La mission d'expertise du CGEDD à l'origine du rapport du Gouvernement remis au parlement en mars 2017, dénombrait environ 1.600 000 de colonnes montantes dont environ 50 % hors concession sur la base d'un inventaire réalisé par ENEDIS, et jugé très imparfait par le CGEDD.
Par ailleurs, l'analyse du CGEDD a permis de confirmer que les craintes d'un problème de sécurité généralisé apparaissent non fondées et permet d'estimer que plus de 90 % des colonnes devraient être considérées en « bon état de fonctionnement ».
Par conséquent, seuls 10 % des colonnes nécessiteraient des travaux de mise en sécurité que l'on peut chiffrer, sur la base d'un coût unitaire de 10 000 € et d'un volume annuel de l'ordre de 16 000 colonnes, à environ 160 M€, à rapprocher des 13.5 Mds € des recettes d'Enedis.
Dans ce contexte, où les enjeux de sécurité et financiers sont réduits, le présent article vise à apporter des solutions aux différentes problématiques rencontrées actuellement en définissant un cadre stable et définitif, et par ailleurs faciliter la mobilisation des propriétaires d'immeubles en faveur de la rénovation énergétique. Ainsi cet article :
* Donne une définition des ouvrages concernés par la réforme proposée (I) :
Les conflits actuels se sont cristallisés sur les colonnes montantes, lesquelles ne constituent toutefois qu'un des éléments (même si c'est le principal) de la partie des branchements située dans les immeubles desservis. Pour prévenir toute difficulté future quant à la définition des ouvrages concernés, le présent amendement :
* Propose que les ouvrages concernés soient les « branchements collectifs » et fournit une définition de cette notion ;
* Limite le champ d'application du dispositif aux seuls branchements collectifs situés dans les immeubles à usage principal d'habitation comportant plusieurs niveaux.

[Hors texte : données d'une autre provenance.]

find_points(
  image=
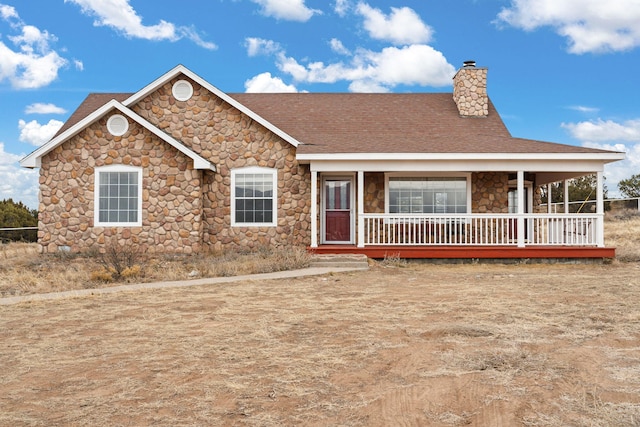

* Assure un transfert global de toutes les colonnes montantes d'électricité, existantes ou à créer, aux AODE (II) :
Le présent amendement pose le principe selon lequel tous les ouvrages sont désormais « réputés » intégrés au réseau public de distribution d'électricité, cette intégration valant pour les ouvrages existants ainsi que pour les ouvrages futurs. Cette intégration prévaudra sur les dispositions en vigueur des cahiers des charges des concessions de distribution publique
d'électricité, voire sur celles des contrats d'accès aux réseaux de distribution ou à la fourniture d'électricité portant sur la propriété des branchements intérieurs et colonnes montantes.
L'article intègre également un dispositif d'indemnisation des propriétaires d'immeubles strictement encadré dans le temps.
* Institue un droit d'occupation permanent des propriétés fondé sur le droit à l'électricité pour tous (III) :
Il s'agit de prendre acte que les branchements intérieurs et colonnes montantes, internes à l'immeuble desservi en électricité, sont indispensables à cette desserte et installés dans l'intérêt même des propriétaires et occupants et qu'ils bénéficient à ce titre d'un droit d'occupation des parties communes auquel les intéressés ne peuvent faire obstacle. La légitimité de ce droit d'occupation se trouve dans « le droit de tous à l'électricité, produit de première nécessité » inscrit à l'article L. 121‑1 du code de l'énergie.
* Prévoit une application différée dans le temps (IV) :
Afin d'éviter que l'exécution immédiate de la loi emporte des effets trop importants pour les gestionnaires de réseau, et notamment pour la société ENEDIS, un différé de six mois est prévu.
Pour autant, et à titre transitoire, une obligation immédiate sera faite aux gestionnaires de réseaux de prendre en charge la rénovation permettant de garantir durablement le bon fonctionnement de toute colonne montante dont la vétusté présente un danger imminent pour la sécurité des personnes et des biens.